Number 5 in our countdown of the Center for Rural Affairs Top 10 Rural Research Reports is not for the faint of heart. This week the Throwback Thursday report is Swept Away: Chronic Harship and Fresh Promise on the Rural Great Plains, from 2003.
It compares the prosperity then sweeping the country with the economic hardship experienced in rural areas. Jon Bailey and Kim Preston began the report this way: "A poor man’s field may produce abundant food, but injustice sweeps it away." - Proverbs 13:23 (New International Version)
#5 Swept Away: Chronic Hardship and Fresh Promise on the Rural Great Plains
by Jon M. Bailey and Kim Preston, 2003
Despite the longest sustained period of national economic growth in history during the 1990s, economic hardships in rural areas of the Great Plains region persisted. Swept Away continued documentation of the wide economic gap between agriculturally-based areas of the Great Plains (Iowa, Kansas, Minnesota, Nebraska, North Dakota, and South Dakota) and other areas of the region.

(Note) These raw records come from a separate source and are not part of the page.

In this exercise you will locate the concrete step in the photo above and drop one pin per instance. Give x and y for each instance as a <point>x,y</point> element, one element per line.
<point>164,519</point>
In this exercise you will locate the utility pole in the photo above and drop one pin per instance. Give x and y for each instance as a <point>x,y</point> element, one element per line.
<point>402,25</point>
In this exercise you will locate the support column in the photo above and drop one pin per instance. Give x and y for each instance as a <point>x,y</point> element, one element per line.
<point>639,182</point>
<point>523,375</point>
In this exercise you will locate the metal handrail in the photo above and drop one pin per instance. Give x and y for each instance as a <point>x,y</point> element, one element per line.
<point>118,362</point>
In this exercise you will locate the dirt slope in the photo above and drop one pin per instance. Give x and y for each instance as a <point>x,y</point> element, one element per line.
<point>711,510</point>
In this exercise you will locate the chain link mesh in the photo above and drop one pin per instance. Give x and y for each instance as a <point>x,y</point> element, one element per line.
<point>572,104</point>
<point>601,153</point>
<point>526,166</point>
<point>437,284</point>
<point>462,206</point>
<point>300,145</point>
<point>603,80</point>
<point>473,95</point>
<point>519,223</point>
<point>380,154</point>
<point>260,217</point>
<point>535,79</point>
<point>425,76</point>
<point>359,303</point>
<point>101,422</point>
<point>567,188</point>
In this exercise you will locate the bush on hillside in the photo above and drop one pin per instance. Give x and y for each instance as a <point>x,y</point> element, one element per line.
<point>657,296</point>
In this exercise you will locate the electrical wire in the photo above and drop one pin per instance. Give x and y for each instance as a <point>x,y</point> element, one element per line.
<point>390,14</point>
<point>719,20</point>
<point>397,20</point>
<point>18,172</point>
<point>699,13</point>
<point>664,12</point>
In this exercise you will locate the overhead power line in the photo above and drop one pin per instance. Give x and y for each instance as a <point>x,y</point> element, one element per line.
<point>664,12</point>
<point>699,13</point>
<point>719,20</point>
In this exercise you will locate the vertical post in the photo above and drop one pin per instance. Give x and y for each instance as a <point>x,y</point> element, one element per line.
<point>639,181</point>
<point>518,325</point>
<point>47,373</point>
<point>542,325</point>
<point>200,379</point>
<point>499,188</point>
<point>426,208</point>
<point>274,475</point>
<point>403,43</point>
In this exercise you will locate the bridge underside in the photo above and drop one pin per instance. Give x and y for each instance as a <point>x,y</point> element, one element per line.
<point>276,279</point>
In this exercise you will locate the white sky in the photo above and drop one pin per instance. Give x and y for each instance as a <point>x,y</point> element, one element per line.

More importantly, it showed a continuation of this trend we had documented since 1980 despite favorable national economic trends.
- The number of agriculturally-based counties in the region declined to 149 counties (from 261 in 2000).
- Population in rural areas of the region continued to decline while the region as a whole gained population from 1990 to 2000.
- Poverty in the smallest agriculturally-based counties of the region was over 60% greater than in metropolitan counties of the region.
- Poverty in the agriculturally-based counties of the region was again widespread. Over 1-in-5 households in agriculturally-based counties had annual incomes over $15,000, compared to 1-in-8 households in metropolitan counties of the region.
- Income and earnings in agriculturally-based counties of the region were significantly lower than in metropolitan counties.